The Glock is a chillingly efficient weapon. It’s light and fast, durable and accurate. Its sleek design is considered by many to be sexy; it shows up in movies and on TV, it’s a favorite of cops and killers alike.
Journalist Paul M. Barrett, an assistant managing editor at Bloomberg Businessweek, became interested in the gun back in the 1990s while working on a story. His book “Glock: The Rise of America’s Gun” (America’s gun, even though it was invented by an Austrian) was 15 years in the researching. Newly out in paperback, it’s been a New York Times bestseller.
Barrett will speak at 7 p.m.
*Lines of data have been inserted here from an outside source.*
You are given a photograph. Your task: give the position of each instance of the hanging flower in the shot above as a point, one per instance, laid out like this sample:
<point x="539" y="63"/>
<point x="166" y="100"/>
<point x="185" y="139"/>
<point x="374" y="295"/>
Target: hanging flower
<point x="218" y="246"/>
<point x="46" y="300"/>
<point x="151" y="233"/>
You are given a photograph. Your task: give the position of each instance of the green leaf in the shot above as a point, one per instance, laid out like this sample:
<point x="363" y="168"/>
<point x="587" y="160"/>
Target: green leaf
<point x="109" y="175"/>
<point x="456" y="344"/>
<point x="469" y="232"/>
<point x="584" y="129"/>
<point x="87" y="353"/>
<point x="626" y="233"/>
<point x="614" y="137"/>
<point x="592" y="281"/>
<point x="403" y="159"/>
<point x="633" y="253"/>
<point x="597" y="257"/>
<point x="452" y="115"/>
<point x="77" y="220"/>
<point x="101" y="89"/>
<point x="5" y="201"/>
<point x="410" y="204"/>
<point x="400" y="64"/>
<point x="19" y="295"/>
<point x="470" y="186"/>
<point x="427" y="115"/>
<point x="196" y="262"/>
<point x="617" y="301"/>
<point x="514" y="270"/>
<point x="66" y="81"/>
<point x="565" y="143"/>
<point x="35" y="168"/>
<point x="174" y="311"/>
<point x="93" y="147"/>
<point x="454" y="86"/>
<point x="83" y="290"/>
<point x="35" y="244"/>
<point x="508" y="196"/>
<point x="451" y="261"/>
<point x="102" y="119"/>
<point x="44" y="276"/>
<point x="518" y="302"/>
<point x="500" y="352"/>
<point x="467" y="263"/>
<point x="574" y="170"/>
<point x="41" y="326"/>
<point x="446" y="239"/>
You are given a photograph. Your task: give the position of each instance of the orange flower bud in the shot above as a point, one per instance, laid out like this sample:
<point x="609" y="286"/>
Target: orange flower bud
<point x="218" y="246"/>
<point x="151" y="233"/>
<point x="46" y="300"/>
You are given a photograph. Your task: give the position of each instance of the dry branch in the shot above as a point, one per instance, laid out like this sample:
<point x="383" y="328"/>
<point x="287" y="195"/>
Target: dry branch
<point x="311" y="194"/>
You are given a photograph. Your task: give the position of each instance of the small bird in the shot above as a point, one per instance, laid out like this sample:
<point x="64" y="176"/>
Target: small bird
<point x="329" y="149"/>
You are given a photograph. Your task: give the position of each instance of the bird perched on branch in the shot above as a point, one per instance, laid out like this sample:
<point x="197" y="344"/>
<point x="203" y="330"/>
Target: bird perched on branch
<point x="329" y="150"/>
Monday at the Ramsey County Public Library in Roseville.
Q: Where did your interest in researching the Glock begin?
A: In the late 1990s, I wrote about litigation against the gun industry. I knew nothing about guns, the people who made them or the people who bought them. I decided to learn. That inquiry led, over time, to “Glock.”
Q: What was the most surprising thing you found out?
A: How frequently attempts to restrict the lawful ownership of firearms had had the unintended consequence of inciting the sale of more firearms.
Q: How did a guy who made window hardware (and who had a rather amazing life himself) turn to making guns?
A: Gaston Glock was an unremarkable engineer who harbored a remarkable ambition to “make it.” He saw a chance in the Austrian military’s need for a new sidearm, and he took that chance.
Q: Your book suggests that when police departments switched to Glocks, their old guns often ended up in the hands of criminals. How did this happen?
A: Your premise is a little overstated. One way that Glock enticed American police departments to switch from Smith & Wesson in the late 1980s and early 1990s was to offer financially attractive trade-in deals. Glock took those old revolvers, refurbished them, and resold them on the secondary market. Some (but certainly not all or most) of those police trade-ins found their way into the hands of criminals.
Q: How did Glocks become so, well, sexy? When they are, after all, instruments of killing?
A: When they were introduced in the U.S. in the mid-1980s, Glock pistols had the look of the future: black, sleek, simple. They looked like something out of “Star Trek,” as opposed to the Old West or a 1930s noir movie. Hollywood and rap performers immediately adopted the Glock because it was new and different. That gave the brand a degree of celebrity it never would have had otherwise.